Spotlight: After the ring… / Prayer / She’s a lot more fun…
After the ring, strip naked
Peel your original self
like a grape, become
unrecognizable when you meet
yourself in the mirror. When you meet
your husband’s colleagues, just after
they get a whiff of baby
vomit, glance at your waistline, ignore
your proffered hand, say:
I am raising our children. Watch
them head for the bar, their eyes
glazed like your salmon dinner,
your ambition curdling like the cream
nobody is passing to you, even
the waiters have forgotten to clear
your plate, they have forgotten you
are there, you have forgotten you
were ever here.
Gather the shreds, clothe your reflection.
Remind yourself that you exist. Before
you break the vow, remember:
You have kept it past all
recognition.
Prayer
Let there be a break in the endless, let there be a crack
in the wall, space enough for slips of parchment, scraps
of love notes, shredded in supplication.
Let me not be afraid—let me stand. Let half of what I show the world
be true and only half of what I tell myself be false. Let oxygen be as easy
as adrenaline and let deliberate feel as natural as spontaneous.
Let something be anything like truth.

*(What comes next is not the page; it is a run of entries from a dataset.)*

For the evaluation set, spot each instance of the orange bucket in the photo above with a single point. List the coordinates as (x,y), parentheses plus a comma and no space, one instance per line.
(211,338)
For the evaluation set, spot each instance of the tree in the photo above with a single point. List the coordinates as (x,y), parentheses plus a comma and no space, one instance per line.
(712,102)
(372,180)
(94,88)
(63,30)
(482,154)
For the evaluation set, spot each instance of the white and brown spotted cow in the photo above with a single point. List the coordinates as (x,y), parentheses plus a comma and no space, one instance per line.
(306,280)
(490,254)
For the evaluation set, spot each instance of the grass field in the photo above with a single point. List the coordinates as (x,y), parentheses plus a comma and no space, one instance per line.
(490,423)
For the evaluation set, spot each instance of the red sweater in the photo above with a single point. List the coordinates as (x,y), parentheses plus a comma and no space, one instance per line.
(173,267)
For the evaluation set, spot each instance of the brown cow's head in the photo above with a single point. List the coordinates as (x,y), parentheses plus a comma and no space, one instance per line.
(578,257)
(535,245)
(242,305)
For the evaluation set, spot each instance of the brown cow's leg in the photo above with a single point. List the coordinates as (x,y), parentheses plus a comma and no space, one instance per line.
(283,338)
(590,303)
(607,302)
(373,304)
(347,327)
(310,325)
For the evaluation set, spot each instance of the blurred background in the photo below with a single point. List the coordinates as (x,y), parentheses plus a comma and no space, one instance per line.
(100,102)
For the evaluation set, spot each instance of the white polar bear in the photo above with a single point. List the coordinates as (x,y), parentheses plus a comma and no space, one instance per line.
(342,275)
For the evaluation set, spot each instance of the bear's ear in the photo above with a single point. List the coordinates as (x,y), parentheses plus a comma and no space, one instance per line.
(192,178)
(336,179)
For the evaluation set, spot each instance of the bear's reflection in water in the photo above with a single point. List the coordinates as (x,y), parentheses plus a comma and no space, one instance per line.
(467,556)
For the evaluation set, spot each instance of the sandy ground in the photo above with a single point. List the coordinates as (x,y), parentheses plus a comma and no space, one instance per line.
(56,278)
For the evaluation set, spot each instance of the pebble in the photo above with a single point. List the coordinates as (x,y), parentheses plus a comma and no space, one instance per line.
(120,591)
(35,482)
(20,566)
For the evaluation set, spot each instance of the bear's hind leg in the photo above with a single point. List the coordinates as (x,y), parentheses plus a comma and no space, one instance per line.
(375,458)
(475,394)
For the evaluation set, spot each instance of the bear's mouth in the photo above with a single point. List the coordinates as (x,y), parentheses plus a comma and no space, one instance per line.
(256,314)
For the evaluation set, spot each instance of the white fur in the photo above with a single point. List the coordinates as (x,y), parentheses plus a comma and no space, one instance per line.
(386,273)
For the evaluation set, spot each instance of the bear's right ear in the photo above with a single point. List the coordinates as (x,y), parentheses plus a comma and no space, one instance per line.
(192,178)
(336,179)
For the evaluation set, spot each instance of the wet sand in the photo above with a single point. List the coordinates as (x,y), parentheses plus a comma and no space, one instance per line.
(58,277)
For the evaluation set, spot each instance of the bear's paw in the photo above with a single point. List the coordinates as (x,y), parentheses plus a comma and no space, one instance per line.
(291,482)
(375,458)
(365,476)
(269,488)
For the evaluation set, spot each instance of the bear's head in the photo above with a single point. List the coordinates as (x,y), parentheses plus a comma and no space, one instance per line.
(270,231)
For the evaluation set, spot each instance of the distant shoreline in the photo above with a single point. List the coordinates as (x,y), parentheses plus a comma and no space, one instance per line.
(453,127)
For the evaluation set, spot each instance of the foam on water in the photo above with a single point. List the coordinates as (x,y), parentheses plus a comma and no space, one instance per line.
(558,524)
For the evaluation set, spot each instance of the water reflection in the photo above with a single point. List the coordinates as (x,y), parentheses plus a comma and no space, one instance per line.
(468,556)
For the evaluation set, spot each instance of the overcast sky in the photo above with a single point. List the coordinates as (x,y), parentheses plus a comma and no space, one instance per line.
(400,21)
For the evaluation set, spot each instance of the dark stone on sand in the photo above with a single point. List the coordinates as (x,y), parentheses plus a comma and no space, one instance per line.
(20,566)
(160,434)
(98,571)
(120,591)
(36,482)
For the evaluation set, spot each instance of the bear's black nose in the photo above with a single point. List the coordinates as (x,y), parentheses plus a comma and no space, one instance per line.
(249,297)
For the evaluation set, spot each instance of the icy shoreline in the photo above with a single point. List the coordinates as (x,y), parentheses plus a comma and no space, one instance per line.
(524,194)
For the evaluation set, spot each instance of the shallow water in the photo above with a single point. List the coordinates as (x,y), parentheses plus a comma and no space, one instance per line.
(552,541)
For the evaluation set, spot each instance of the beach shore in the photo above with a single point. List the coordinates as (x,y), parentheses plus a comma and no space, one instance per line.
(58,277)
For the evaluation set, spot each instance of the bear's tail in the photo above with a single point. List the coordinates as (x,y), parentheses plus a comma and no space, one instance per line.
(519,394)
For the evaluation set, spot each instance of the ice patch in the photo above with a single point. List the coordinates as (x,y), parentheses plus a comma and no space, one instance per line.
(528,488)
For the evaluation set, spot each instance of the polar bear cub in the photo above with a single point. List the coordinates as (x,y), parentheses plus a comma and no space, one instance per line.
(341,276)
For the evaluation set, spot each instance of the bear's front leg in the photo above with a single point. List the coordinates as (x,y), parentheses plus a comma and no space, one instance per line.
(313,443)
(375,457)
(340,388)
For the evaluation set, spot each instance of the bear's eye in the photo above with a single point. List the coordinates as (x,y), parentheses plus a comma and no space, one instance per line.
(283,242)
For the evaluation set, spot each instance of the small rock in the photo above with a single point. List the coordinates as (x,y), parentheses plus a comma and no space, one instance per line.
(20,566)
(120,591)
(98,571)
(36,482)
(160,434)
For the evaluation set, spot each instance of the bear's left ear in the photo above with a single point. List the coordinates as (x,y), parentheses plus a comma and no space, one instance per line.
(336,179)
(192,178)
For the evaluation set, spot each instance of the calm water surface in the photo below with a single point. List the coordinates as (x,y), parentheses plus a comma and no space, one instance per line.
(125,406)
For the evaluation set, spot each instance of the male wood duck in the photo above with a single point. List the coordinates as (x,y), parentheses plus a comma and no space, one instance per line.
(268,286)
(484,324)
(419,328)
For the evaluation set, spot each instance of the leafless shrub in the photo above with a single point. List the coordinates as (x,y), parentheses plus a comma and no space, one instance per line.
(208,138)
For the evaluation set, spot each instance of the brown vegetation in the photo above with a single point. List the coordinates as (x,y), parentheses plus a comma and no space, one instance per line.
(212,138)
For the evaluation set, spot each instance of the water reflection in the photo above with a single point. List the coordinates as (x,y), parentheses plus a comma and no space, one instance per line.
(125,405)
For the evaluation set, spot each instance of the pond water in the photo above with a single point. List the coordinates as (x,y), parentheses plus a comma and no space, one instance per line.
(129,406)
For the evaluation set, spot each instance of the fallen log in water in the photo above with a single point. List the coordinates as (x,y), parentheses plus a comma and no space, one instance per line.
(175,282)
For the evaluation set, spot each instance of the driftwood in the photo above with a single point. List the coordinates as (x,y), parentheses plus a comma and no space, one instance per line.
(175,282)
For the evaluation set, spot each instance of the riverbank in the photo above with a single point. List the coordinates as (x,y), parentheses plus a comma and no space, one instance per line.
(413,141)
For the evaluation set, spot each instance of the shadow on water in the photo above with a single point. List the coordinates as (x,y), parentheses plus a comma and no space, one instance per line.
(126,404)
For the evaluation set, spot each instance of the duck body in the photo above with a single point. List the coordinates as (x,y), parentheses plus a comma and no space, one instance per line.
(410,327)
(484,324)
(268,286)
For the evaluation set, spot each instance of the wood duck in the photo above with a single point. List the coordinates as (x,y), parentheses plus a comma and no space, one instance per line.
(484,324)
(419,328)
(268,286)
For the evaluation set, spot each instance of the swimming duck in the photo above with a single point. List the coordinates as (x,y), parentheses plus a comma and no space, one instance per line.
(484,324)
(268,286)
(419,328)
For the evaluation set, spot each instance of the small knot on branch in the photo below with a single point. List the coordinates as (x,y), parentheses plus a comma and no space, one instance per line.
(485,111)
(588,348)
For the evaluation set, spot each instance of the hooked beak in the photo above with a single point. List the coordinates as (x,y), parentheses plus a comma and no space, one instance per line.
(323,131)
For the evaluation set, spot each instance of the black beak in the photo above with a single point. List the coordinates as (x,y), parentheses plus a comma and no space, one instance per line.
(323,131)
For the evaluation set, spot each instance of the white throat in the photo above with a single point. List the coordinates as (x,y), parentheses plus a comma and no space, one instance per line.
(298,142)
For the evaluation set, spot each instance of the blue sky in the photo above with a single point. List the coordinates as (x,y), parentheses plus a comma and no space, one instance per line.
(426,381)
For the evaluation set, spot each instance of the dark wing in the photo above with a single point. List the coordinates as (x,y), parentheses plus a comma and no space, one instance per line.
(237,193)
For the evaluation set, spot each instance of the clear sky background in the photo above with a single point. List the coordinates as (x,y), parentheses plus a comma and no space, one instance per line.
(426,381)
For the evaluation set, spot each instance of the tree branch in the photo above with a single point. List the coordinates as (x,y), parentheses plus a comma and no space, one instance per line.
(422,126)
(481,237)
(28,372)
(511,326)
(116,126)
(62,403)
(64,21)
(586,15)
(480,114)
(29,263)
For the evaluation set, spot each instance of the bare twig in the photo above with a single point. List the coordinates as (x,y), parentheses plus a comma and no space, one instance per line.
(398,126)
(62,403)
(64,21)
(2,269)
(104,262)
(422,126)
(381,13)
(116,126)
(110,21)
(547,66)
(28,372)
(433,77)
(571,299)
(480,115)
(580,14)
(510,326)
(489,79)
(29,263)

Let impossible feel a step
closer than unthinkable but still a fathom away from ordinary
and let the unknowable remain so.
She’s a lot more fun than you ever were
My son’s voice comes down the time
zones so clearly at three a.m.
There is almost silence here, nothing
but the moans of my mother who lies
slowly dying
across the hall.
They have had Thanksgiving at the home
of my ex-husband’s new girlfriend which is how
I find out that he has one and that she’s a lot more fun
and has a daughter who is also fun and remembers
that my son is a vegetarian so she fixes
him something special and compliments
his cheese bread—
It is important, I think, to keep breathing
quietly, through my mouth, while snot and tears run
backward into my ears and I listen how they played
Apples to Apples the way we used to—
Keep breathing and remember how I held
this same baby next to the heart
he has just cracked, rocked him in the chair
while my mother who is dying listened as I told her
she was not invited, would not be coming
to this baby’s christening, because, I said, because
you made your bed—
and it was this one, this bed
where I now lie, cradling
the phone upon my chest.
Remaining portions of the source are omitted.